AI model iteration is still accelerating. Boris Cherny, a core engineer on Claude Code (who, incidentally, comes from an economics background rather than computer science), said in an interview last month that you should “build products for the model six months from now” — meaning AI model updates are already so rapid that what today’s model can’t handle well will likely be a non-issue six months later. If six months is the current iteration cycle for AI models, the implications for the broader economy are self-evident, as many ordinary people have felt firsthand over the past three months.

But technological iteration speed is not the same as technological diffusion speed. Skeptics argue that AI diffusion faces several major sources of resistance:

First, the legacy of prior IT investments and the pursuit of system stability. Many traditional enterprises have been around for a long time and have already sunk substantial costs into IT infrastructure. Their existing ERP, CRM, and other systems would carry significant risk if overhauled in a short timeframe, so these enterprises tend to wait.

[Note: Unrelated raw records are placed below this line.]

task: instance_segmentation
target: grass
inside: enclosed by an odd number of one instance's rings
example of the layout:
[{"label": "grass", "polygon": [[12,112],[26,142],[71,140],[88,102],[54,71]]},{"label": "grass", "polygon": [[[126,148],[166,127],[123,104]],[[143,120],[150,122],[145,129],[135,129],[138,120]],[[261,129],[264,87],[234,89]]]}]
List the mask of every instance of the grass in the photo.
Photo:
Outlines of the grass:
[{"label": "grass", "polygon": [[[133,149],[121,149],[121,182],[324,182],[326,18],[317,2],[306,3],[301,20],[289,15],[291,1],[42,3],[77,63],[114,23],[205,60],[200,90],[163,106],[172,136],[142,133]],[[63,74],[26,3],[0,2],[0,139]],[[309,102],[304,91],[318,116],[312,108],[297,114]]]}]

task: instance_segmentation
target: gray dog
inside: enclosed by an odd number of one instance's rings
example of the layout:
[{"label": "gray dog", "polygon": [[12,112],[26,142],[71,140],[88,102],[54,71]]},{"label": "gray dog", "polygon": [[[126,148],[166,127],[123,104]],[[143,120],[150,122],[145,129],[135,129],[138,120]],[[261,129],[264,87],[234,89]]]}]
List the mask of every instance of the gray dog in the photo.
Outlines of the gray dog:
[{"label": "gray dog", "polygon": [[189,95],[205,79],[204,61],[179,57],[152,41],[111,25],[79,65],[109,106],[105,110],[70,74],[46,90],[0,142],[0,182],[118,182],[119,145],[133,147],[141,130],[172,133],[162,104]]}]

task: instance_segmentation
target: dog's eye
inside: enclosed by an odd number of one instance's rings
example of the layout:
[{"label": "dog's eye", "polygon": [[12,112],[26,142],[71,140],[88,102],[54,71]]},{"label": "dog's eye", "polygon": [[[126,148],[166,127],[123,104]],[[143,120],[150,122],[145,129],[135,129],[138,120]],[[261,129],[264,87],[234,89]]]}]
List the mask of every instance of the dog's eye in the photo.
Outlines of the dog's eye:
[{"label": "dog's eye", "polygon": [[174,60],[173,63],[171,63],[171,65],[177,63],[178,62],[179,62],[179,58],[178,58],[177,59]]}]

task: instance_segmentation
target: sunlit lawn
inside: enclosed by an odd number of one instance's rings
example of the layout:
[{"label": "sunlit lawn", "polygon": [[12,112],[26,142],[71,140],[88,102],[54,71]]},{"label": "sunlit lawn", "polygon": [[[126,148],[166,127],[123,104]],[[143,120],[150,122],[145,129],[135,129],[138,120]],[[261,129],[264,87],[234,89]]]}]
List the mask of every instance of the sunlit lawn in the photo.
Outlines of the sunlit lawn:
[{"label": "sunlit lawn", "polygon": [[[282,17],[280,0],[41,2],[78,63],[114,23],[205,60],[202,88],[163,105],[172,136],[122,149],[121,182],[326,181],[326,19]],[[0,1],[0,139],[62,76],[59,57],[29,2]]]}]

Second, traditional organizations typically believe their “institutional memory” (mentorship traditions, for instance) and cultural values are irreplaceable by AI, which weakens their motivation to proactively introduce AI for end-to-end transformation. This, too, leads them to wait.

Third, once a full-process overhaul is initiated, it entails large-scale training, reassignment, or layoffs — all of which generate additional costs and reputational risk. If the overhaul fails, the losses far outweigh the gains. So until the certain gains clearly exceed the costs, or until they have no choice, organizations will default to waiting.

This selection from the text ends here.